Co-immunoprecipitation and mass spectrometric assay
Assays were performed as previously described [22].
Immunofluorescence
The A549 and H460 cells (2 × 105) were seeded in 24-well plates and cultured for 24 h, fixed with 4% paraformaldehyde for 10 min, blocked with 5% bovine serum albumin for 2 h, and then probed overnight with the appropriate primary antibodies at 4 °C (Additional file 1). After washing 3 times with PBS, the cells were incubated with TRITC-conjugated or FITC-conjugated secondary antibodies at approximately 22 °C for 2 h, and the nuclei were stained with 4′,6-diamidino-2-phenylindole (DAPI; C1005, Beyotime Biotechnology). Images were captured using an Olympus FV3000 laser-scanning confocal microscope (Olympus, Tokyo, Japan).
For quantification of β1 integrin and Rab11a colocalization, the Pearson correlation coefficient was analyzed using the Fluoview software (FV31S-SW, Olympus, Tokyo, Japan).
Flow cytometry
A549 cells collected via trypsinization at different time points after NZ washout were washed with cold PBS. Resultant cells (1 × 105 cells/sample) were stained with PE-conjugated β1 integrin antibody (1:100; #12-0299-42; eBioscience, San Diego, CA, USA) at 4 °C for 20 min. The samples were washed three times to remove unbound antibodies and fixed with cold 4% paraformaldehyde for 20 min. The mean fluorescence intensity of each sample was measured using a FACScan flow cytometer (BD, Franklin Lakes, NJ, USA).

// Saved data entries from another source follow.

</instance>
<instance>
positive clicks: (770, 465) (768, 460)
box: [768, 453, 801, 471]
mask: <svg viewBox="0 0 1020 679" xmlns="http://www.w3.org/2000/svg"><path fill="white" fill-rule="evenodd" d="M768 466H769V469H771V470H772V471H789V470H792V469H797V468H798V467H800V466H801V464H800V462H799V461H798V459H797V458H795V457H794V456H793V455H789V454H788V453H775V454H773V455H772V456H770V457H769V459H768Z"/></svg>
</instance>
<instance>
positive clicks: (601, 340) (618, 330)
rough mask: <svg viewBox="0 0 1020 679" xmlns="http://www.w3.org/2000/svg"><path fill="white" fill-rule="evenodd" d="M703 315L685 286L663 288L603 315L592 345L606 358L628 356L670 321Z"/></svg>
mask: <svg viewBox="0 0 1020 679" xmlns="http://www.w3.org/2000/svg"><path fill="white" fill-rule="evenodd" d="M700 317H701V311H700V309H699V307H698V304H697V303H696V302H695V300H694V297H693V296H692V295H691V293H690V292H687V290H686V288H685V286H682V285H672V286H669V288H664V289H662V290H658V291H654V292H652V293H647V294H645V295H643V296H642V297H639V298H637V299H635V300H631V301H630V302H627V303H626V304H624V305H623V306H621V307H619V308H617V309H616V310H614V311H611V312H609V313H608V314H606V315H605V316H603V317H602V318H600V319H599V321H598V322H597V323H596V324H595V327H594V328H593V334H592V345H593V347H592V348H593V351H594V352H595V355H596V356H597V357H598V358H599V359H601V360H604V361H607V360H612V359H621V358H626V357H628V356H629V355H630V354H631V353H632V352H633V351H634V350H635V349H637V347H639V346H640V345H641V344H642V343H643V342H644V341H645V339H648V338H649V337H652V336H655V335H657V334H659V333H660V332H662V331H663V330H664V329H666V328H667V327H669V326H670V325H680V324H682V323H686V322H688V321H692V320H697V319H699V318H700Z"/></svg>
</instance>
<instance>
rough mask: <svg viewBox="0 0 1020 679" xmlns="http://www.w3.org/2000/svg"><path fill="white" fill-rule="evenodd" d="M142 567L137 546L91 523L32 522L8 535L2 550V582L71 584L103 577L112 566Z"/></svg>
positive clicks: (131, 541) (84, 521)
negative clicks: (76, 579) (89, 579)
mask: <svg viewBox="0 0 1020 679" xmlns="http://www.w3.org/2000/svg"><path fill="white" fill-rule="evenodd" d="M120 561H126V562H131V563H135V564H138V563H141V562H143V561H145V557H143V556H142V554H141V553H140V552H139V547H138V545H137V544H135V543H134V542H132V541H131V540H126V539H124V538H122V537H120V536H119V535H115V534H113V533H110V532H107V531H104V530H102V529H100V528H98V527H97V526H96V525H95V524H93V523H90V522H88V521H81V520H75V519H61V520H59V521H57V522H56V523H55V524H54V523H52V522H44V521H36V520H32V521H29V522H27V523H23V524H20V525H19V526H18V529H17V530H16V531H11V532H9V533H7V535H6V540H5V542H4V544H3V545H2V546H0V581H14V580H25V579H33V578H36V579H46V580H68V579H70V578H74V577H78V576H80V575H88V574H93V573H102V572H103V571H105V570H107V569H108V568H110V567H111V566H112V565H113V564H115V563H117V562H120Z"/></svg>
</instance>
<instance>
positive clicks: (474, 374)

Tumor formation in nude mice
Nude mice used in this study were treated following the experimental animal ethics guidelines issued by the China Medical University. Four-week-old female BALB/c nude mice were purchased from Slac (Shanghai, China) and were maintained in a laminar-flow cabinet under specific pathogen-free conditions for one week before use. Each mouse was inoculated subcutaneously in the right axilla with 1 × 107 tumor cells (selected by G418) in 0.2 mL sterile phosphate-buffered saline. Four weeks after axilla inoculation, the mice were euthanized, and necropsies were performed to examine tumor growth.
Statistical analyses
The relationships between TSPAN3 expression and clinicopathological factors and d β1 integrin were statistically analyzed and tested using the chi-squared test. The association between TSPAN3 expression and the prognosis of NSCLC patients was analyzed using both Kaplan–Meier and Cox proportional hazards models. All statistical analyses were performed using the SPSS 17.0 software (SPSS, Inc., Chicago, IL, USA). Differences between two groups were analyzed using a paired Student's t-test using Prism 6.0 (GraphPad Software, San Diego, CA, USA). P-values < 0.05 were considered significant.